Well, I knew it was going to be thick because the description said so, but I didn't realize quite _how_ thick.  So how do you get it out of the bottle?  Warm in a water bath? Microwaving seems a bit scary (don't want to overheat).  Vetiver was a little thick, but this stuff is nuts.

And, because I was too stupid to ask _before_ I bought it, I assume it is OK to use in soap once it's thinner?  

I just received my order from New Directions, and I'm very pumped about my new selection of EOs!


----------



## digit (Feb 7, 2009)

I have this also from New Directions. It is like a thick, syrupy, gooey consistency. I removed the reducer cap and used a plastic pick to dig a bit out. Way difficult to measure and I could not do drops. The only time I used it was for an EO blend. Even after 10 days of "melding", only some of the vanilla dissolved. I haven't used it since. Smells fabulous and I figured more bang for the buck since it was so concentrated. I would be interested in how to utilize it. 

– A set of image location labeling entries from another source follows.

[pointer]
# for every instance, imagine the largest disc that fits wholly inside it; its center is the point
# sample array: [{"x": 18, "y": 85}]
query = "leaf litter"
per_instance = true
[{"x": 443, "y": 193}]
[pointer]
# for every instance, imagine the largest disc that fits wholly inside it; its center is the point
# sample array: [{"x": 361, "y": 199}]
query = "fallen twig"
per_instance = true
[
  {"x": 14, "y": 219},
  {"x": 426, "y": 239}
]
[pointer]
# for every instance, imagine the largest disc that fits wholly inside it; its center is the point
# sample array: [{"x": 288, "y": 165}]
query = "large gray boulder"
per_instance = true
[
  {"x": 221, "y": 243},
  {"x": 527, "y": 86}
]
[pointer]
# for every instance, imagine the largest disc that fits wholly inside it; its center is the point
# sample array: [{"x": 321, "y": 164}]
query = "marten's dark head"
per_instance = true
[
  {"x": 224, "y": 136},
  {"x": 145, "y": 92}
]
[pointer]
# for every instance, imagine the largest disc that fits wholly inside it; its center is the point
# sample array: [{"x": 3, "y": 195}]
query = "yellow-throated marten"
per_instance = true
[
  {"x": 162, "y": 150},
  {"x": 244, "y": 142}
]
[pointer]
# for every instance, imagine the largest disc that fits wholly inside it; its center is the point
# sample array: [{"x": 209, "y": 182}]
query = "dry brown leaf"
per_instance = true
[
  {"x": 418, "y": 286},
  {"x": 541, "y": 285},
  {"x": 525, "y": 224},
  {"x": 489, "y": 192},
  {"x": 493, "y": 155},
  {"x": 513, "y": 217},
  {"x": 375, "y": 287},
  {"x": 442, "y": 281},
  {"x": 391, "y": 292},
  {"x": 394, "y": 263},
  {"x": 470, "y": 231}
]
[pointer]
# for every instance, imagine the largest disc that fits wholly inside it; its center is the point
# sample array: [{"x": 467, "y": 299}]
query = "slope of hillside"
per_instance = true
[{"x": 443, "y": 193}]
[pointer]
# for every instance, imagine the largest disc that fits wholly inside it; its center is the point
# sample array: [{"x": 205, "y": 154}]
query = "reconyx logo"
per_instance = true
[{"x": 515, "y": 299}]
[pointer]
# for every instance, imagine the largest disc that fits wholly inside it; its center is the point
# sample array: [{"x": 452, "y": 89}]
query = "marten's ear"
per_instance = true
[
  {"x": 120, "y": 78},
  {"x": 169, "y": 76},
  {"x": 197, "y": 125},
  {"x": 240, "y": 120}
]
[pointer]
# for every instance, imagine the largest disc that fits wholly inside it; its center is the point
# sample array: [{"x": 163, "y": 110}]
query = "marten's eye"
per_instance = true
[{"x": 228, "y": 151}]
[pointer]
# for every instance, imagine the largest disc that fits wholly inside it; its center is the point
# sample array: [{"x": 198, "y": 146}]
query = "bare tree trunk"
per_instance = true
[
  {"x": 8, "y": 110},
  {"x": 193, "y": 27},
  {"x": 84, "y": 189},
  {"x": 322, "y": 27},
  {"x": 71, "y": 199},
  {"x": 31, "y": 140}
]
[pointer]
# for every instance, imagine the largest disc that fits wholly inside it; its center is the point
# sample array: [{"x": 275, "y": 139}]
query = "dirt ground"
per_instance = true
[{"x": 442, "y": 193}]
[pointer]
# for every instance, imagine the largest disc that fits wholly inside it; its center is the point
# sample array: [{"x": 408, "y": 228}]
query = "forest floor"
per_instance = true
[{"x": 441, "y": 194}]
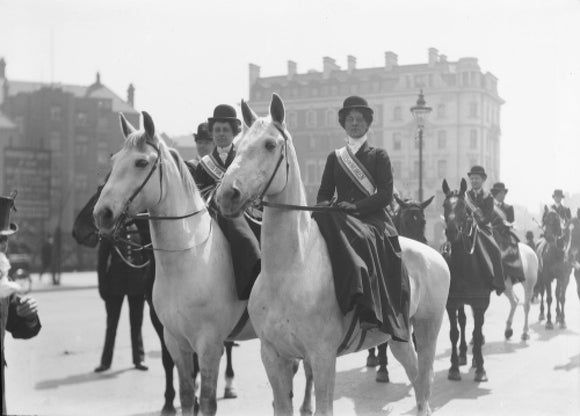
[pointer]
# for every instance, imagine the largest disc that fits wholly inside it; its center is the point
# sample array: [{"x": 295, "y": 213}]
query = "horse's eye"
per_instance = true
[{"x": 141, "y": 163}]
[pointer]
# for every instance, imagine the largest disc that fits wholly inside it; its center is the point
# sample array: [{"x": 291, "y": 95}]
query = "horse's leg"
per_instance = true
[
  {"x": 462, "y": 319},
  {"x": 184, "y": 361},
  {"x": 382, "y": 372},
  {"x": 209, "y": 364},
  {"x": 453, "y": 336},
  {"x": 509, "y": 293},
  {"x": 230, "y": 390},
  {"x": 372, "y": 359},
  {"x": 306, "y": 408},
  {"x": 549, "y": 324},
  {"x": 280, "y": 371},
  {"x": 478, "y": 318}
]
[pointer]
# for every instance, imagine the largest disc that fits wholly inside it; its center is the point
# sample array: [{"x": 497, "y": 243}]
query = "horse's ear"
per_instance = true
[
  {"x": 148, "y": 124},
  {"x": 248, "y": 114},
  {"x": 400, "y": 201},
  {"x": 426, "y": 203},
  {"x": 463, "y": 186},
  {"x": 277, "y": 109},
  {"x": 445, "y": 187},
  {"x": 126, "y": 127}
]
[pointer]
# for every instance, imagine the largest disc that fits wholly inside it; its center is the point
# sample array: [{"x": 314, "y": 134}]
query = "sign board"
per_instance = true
[{"x": 28, "y": 171}]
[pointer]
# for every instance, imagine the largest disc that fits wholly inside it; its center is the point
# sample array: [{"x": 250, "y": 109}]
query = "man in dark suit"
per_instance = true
[
  {"x": 116, "y": 280},
  {"x": 507, "y": 241},
  {"x": 486, "y": 248},
  {"x": 245, "y": 247}
]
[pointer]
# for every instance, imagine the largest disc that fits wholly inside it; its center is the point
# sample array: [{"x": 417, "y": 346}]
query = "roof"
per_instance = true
[
  {"x": 79, "y": 91},
  {"x": 5, "y": 122}
]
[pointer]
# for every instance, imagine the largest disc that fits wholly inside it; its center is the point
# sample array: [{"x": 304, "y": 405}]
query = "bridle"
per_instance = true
[{"x": 126, "y": 217}]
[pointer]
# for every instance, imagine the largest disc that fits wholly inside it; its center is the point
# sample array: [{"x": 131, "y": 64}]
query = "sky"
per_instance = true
[{"x": 185, "y": 57}]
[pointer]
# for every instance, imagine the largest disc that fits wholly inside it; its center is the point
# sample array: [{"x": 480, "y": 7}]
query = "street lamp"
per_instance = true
[{"x": 420, "y": 114}]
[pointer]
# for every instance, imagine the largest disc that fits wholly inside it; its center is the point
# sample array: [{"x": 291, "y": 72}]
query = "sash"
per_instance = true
[
  {"x": 355, "y": 170},
  {"x": 212, "y": 167}
]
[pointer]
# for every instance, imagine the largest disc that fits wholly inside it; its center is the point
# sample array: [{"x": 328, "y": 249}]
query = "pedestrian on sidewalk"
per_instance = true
[{"x": 118, "y": 279}]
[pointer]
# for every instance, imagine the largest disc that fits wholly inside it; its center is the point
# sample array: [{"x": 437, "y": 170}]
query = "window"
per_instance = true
[
  {"x": 473, "y": 139},
  {"x": 442, "y": 168},
  {"x": 441, "y": 139},
  {"x": 55, "y": 112},
  {"x": 473, "y": 110},
  {"x": 397, "y": 113},
  {"x": 396, "y": 141}
]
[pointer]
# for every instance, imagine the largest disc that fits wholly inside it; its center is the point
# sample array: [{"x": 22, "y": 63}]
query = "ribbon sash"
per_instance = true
[
  {"x": 355, "y": 171},
  {"x": 212, "y": 167}
]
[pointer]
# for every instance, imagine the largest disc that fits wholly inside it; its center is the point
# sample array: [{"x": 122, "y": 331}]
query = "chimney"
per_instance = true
[
  {"x": 254, "y": 73},
  {"x": 433, "y": 54},
  {"x": 390, "y": 60},
  {"x": 351, "y": 64},
  {"x": 328, "y": 65},
  {"x": 292, "y": 69},
  {"x": 131, "y": 95}
]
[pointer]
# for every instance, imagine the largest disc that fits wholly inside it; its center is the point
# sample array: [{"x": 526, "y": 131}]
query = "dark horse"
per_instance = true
[
  {"x": 468, "y": 284},
  {"x": 409, "y": 218},
  {"x": 85, "y": 233},
  {"x": 554, "y": 252}
]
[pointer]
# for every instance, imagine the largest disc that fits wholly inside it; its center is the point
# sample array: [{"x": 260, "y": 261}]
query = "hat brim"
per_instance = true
[{"x": 12, "y": 230}]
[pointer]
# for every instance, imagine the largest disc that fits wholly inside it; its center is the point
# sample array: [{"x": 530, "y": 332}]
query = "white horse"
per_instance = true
[
  {"x": 194, "y": 293},
  {"x": 293, "y": 306}
]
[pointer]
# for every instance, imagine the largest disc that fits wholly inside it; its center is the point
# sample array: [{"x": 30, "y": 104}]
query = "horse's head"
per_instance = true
[
  {"x": 551, "y": 224},
  {"x": 134, "y": 184},
  {"x": 455, "y": 211},
  {"x": 411, "y": 218},
  {"x": 261, "y": 164}
]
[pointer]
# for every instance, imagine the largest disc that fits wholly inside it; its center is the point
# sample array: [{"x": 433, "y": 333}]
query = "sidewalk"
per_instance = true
[{"x": 68, "y": 281}]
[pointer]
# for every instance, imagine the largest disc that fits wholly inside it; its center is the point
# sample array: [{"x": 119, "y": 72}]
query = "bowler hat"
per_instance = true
[
  {"x": 6, "y": 227},
  {"x": 202, "y": 132},
  {"x": 497, "y": 188},
  {"x": 224, "y": 112},
  {"x": 477, "y": 170},
  {"x": 354, "y": 102}
]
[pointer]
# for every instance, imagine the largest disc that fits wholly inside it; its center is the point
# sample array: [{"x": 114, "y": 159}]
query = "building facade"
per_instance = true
[
  {"x": 67, "y": 134},
  {"x": 463, "y": 128}
]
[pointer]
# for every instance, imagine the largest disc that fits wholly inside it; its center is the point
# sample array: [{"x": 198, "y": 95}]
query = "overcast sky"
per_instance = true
[{"x": 185, "y": 57}]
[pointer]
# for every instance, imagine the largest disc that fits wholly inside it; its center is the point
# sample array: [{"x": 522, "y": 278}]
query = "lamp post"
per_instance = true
[{"x": 420, "y": 114}]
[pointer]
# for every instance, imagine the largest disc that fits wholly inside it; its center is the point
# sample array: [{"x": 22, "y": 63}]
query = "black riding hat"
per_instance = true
[
  {"x": 6, "y": 206},
  {"x": 477, "y": 170},
  {"x": 202, "y": 133}
]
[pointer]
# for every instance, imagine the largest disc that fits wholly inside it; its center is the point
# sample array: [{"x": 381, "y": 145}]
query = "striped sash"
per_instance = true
[
  {"x": 212, "y": 167},
  {"x": 355, "y": 170}
]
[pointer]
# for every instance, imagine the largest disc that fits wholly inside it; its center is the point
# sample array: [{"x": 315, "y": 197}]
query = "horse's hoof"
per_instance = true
[
  {"x": 454, "y": 374},
  {"x": 480, "y": 376},
  {"x": 230, "y": 393},
  {"x": 382, "y": 376},
  {"x": 372, "y": 361}
]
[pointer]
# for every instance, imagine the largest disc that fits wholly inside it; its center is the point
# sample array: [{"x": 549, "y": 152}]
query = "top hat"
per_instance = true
[
  {"x": 202, "y": 133},
  {"x": 354, "y": 103},
  {"x": 6, "y": 227},
  {"x": 224, "y": 112},
  {"x": 497, "y": 188},
  {"x": 477, "y": 170}
]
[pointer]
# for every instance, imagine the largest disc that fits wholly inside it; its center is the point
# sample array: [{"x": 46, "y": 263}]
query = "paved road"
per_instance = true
[{"x": 52, "y": 374}]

I would not microwave it, but you could try gently warming it in a tablespoon or so of your oils while stirring it. I considered adding a touch of polysorbate 20 (in a separate little dish) to see if I could thin it a bit, but haven't tried it yet.

Digit


----------



## surf girl (Feb 7, 2009)

Thanks, digit. 



			
				digit said:
			
		

> I figured more bang for the buck since it was so concentrated.

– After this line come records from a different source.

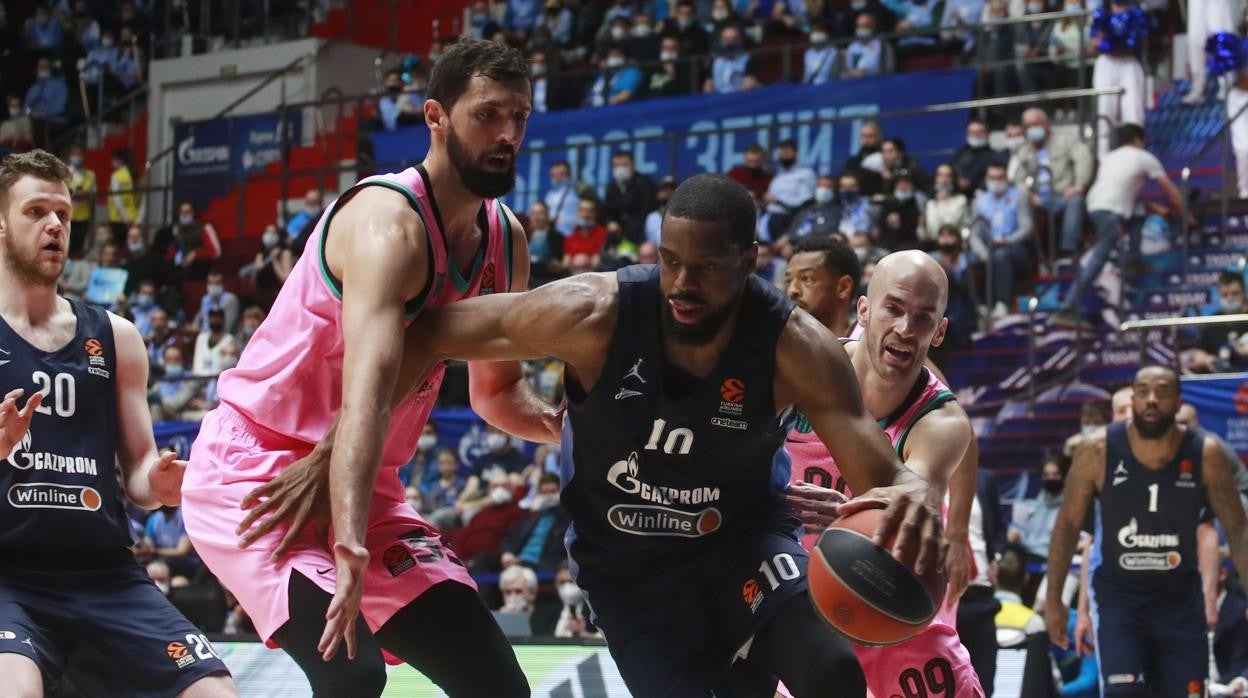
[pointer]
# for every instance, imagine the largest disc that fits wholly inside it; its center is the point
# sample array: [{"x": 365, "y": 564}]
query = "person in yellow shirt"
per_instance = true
[
  {"x": 122, "y": 197},
  {"x": 84, "y": 187}
]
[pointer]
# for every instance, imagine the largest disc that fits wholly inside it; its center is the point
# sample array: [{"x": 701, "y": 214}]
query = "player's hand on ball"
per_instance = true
[
  {"x": 15, "y": 422},
  {"x": 165, "y": 480},
  {"x": 345, "y": 608},
  {"x": 298, "y": 496},
  {"x": 911, "y": 518},
  {"x": 1085, "y": 639},
  {"x": 816, "y": 506},
  {"x": 1055, "y": 619}
]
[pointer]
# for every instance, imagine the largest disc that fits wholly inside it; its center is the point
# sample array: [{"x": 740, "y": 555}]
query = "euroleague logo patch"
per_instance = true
[
  {"x": 733, "y": 393},
  {"x": 487, "y": 279},
  {"x": 180, "y": 654},
  {"x": 397, "y": 560},
  {"x": 753, "y": 594}
]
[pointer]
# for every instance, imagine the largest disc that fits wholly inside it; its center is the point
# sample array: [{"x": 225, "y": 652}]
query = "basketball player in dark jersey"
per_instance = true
[
  {"x": 1152, "y": 478},
  {"x": 66, "y": 572},
  {"x": 682, "y": 380}
]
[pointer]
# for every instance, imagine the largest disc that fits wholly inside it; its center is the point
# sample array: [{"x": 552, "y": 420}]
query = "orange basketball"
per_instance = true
[{"x": 864, "y": 592}]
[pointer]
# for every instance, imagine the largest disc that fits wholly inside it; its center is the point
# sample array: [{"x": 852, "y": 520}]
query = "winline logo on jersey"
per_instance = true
[{"x": 660, "y": 518}]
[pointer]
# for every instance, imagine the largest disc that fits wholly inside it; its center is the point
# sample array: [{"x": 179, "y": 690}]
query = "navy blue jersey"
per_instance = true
[
  {"x": 61, "y": 505},
  {"x": 657, "y": 463},
  {"x": 1146, "y": 531}
]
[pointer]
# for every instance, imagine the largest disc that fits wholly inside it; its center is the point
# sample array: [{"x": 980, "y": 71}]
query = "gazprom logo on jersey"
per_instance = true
[
  {"x": 24, "y": 460},
  {"x": 1130, "y": 537},
  {"x": 51, "y": 496},
  {"x": 659, "y": 518}
]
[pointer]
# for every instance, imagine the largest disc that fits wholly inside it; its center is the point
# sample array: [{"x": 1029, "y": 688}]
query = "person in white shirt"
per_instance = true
[
  {"x": 946, "y": 206},
  {"x": 1111, "y": 202},
  {"x": 820, "y": 58}
]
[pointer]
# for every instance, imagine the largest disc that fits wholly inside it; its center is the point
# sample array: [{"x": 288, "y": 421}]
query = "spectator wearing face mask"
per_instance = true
[
  {"x": 575, "y": 618},
  {"x": 1001, "y": 236},
  {"x": 971, "y": 161},
  {"x": 210, "y": 344},
  {"x": 618, "y": 80},
  {"x": 753, "y": 174},
  {"x": 1092, "y": 418},
  {"x": 899, "y": 216},
  {"x": 486, "y": 522},
  {"x": 654, "y": 219},
  {"x": 858, "y": 214},
  {"x": 791, "y": 187},
  {"x": 1223, "y": 347},
  {"x": 866, "y": 55},
  {"x": 251, "y": 320},
  {"x": 1033, "y": 520},
  {"x": 439, "y": 496},
  {"x": 945, "y": 207},
  {"x": 142, "y": 305},
  {"x": 821, "y": 216},
  {"x": 629, "y": 197},
  {"x": 819, "y": 61},
  {"x": 588, "y": 236},
  {"x": 216, "y": 297},
  {"x": 733, "y": 69},
  {"x": 16, "y": 131}
]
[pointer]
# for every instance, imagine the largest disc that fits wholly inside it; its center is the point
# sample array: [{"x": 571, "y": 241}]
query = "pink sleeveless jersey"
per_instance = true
[
  {"x": 288, "y": 378},
  {"x": 935, "y": 657}
]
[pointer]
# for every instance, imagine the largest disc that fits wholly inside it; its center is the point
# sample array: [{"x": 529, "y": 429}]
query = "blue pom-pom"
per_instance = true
[{"x": 1224, "y": 53}]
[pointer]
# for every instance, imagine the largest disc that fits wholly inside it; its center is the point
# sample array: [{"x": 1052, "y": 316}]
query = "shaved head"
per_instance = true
[
  {"x": 904, "y": 314},
  {"x": 912, "y": 272}
]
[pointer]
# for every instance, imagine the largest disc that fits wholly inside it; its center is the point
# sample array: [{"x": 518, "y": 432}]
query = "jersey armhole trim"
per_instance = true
[
  {"x": 936, "y": 402},
  {"x": 413, "y": 306}
]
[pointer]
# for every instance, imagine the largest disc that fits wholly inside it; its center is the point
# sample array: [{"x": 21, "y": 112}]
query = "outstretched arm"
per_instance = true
[
  {"x": 150, "y": 478},
  {"x": 1082, "y": 483},
  {"x": 1219, "y": 487},
  {"x": 498, "y": 390}
]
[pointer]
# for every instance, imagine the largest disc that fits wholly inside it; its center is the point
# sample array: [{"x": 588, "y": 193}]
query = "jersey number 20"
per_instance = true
[{"x": 59, "y": 392}]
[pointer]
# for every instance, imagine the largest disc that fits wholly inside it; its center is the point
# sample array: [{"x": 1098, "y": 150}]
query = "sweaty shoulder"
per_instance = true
[{"x": 378, "y": 231}]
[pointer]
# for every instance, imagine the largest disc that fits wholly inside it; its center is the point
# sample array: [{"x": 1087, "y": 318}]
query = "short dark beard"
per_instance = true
[
  {"x": 26, "y": 271},
  {"x": 1153, "y": 431},
  {"x": 698, "y": 334},
  {"x": 474, "y": 177}
]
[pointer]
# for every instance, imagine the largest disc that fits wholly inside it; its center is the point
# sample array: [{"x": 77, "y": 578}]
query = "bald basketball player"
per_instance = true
[{"x": 902, "y": 316}]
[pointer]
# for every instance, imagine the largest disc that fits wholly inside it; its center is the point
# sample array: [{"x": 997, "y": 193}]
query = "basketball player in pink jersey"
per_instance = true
[
  {"x": 902, "y": 317},
  {"x": 388, "y": 247}
]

This was exactly my thought when I bought it.  Ha.


----------



## Trish (Feb 19, 2009)

I also have this sticky mess problem with a 5ML vial of Labdanum from NDA, it smells great but is so thick i can't use it. I'll be watching to see if you get this resolved. Good luck to both of you? :?


----------



## surf girl (Feb 19, 2009)

Well, I dissolved it in Rum (was gonna go with Vodka, but had none), and that worked very well.  So I guess I could use that in perfume, if I were making perfume.  But alcohol and soap... Hmm.   It does dissolve in water, too, but not nearly as well.

Still playing.


----------



## carebear (Feb 19, 2009)

digit said:
			
		

> I have this also from New Directions. ... The only time I used it was for an EO blend. Even after 10 days of "melding", only some of the vanilla dissolved. I... but you could try gently warming it in a tablespoon or so of your oils while stirring it.


don't bother trying to dissolve it in oils.  According to the NDA MSDS it's ..."oluble in water and alcohol. Immisible in oils."
http://www.newdirectionsaromatics.com/m ... dmsdsl.htm

That's why the rum worked.  

(try some warm water)


----------



## surf girl (Feb 20, 2009)

Hey carebear, I think you're the one who put me on to the alcohol/water but NOT OIL dissolution thing (maybe in my other, related, whate-the-F-do-I-do-with-this-stuff? thread).  Someone did - I wasn't bright enough to look stuff like that up on my own. Without the Mystery Chemist's help, I would have been playing fruitlessly with oil and vanilla fo-evah.


----------



## digit (Feb 20, 2009)

carebear said:
			
		

> digit said:
> 
> 
> 
> ...


Of course, I was not thinking. I did not intend to give bad info. I need to learn to engage my brain before typing or still my fingers. Thank you Carebear.

Digit


----------